One last criticism before I move on to a final list of positives and the conclusion is the tone of the show. The season tries really hard to be a blend of humour with some cheesiness and a show with dark moments, morally ambiguous actions from its characters (most Rip) and situations in the vein of 'would you kill baby Hitler' and it doesn't work at all. Most of the time, the shows attempts to be darker and sophistical just feel like a drag. It just isn't handled well nor is it all that interesting I feel and it clashes with the rest of the show. Starting from season 2, the show would wisely lighten up its tone and gradually double down on the cheese factor, but it's something you've really got to push yourself through in season 1.

So, I've talked a lot of negatives here but what does the season do right? Well, I've already talked about the show being rather good in portraying its characters and the same goes for conveying the different time-periods. Time travel shows stand and fall by their ability of conveying the different time-periods the characters find themselves in. From the costumes, the set design, what can be seen in the background and the overall tone, if anything of these is only slightly off it can (and will) shatter the illusion. I was expecting Legends would have some trouble with this, it's on the CW after all, but to my surprise, the show manages to pull off each time-period pretty well. I didn't catch any mistakes, the costumes are well done and I could believe they were, for example, in the '50s or '80s so hats off to that.

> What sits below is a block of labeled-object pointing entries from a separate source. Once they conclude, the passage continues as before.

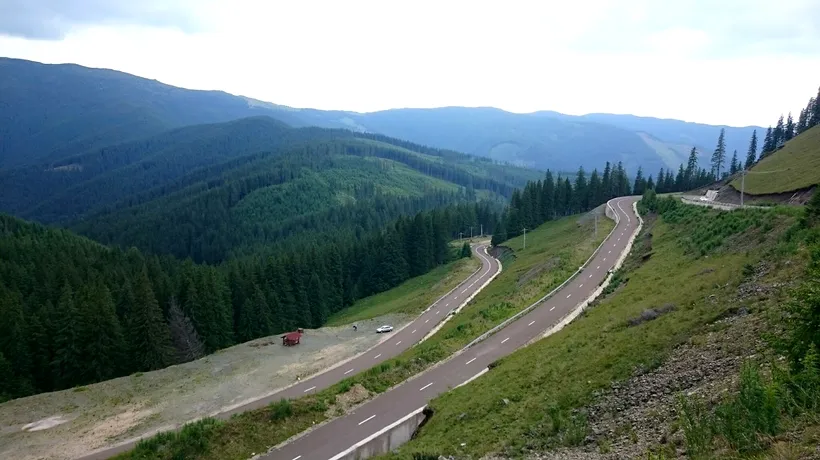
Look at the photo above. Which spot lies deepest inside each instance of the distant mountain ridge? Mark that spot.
(49, 112)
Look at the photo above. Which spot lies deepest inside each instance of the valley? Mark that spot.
(451, 282)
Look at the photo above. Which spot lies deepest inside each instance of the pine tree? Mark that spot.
(594, 189)
(100, 335)
(606, 183)
(751, 155)
(68, 358)
(778, 134)
(691, 168)
(802, 122)
(788, 132)
(815, 110)
(465, 251)
(499, 234)
(768, 143)
(547, 198)
(719, 157)
(183, 334)
(660, 184)
(152, 340)
(13, 339)
(734, 167)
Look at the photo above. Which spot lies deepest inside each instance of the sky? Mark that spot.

Maybe the show just had a higher budget this season in comparison to its sister shows because the CGI was also better than I thought. Sure, it's still GCI on a TV budget but overall I thought the special effects were convincing and well-integrated and there isn't any moment I can think of that is exceptionably bad. The fight choreography is also very good, I especially enjoyed the fight between White Canary and Hawkgirl in episode 9.

The fight between these two was my absolute favourite of the entire season.

Another bright spot? The soundtrack, provided by the same composer as The Flash and Arrow, Blake Neely. It's both whimsical and, well, I can best describe it has 'futuristic'. Not only that, but Neely has given or carried over the personal themes of each character and adjusts the music for every time-period they are in. The episode 'The Magnificent Eight' is, as the title suggests, an episode set in the Wild West and the cowboy music in it is great. Even the shows intro has been remixed with a bit of the old Wild West flair. The very distinctive composition given to Vandal Savage is really the only thing that gives the man a menacing and epic feel whenever he's on-screen. The music is always atmospheric, often beautiful and worth listening to. You can listen to the soundtrack of the first season for free on Blake Neely's personal YouTube channel, so if you're interested you can listen to it there.


So, with all said and done, with all the positives and negatives of the season I felt like addressing, well, addressed what is the final verdict? Well, Legends of Tomorrow Season 1 has a lot of fun and interesting ideas and concepts but it's held back by multiple flaws that keeps the season from really coming together. The show has interesting characters, action and atmosphere but suffers from a bad and blend villain, and a tone that just doesn't fit, amongst others. The season overall is fine, but I do advice anyone interested in the show to start with season 2, and if you liked that, only then I would recommend going back and watching this season.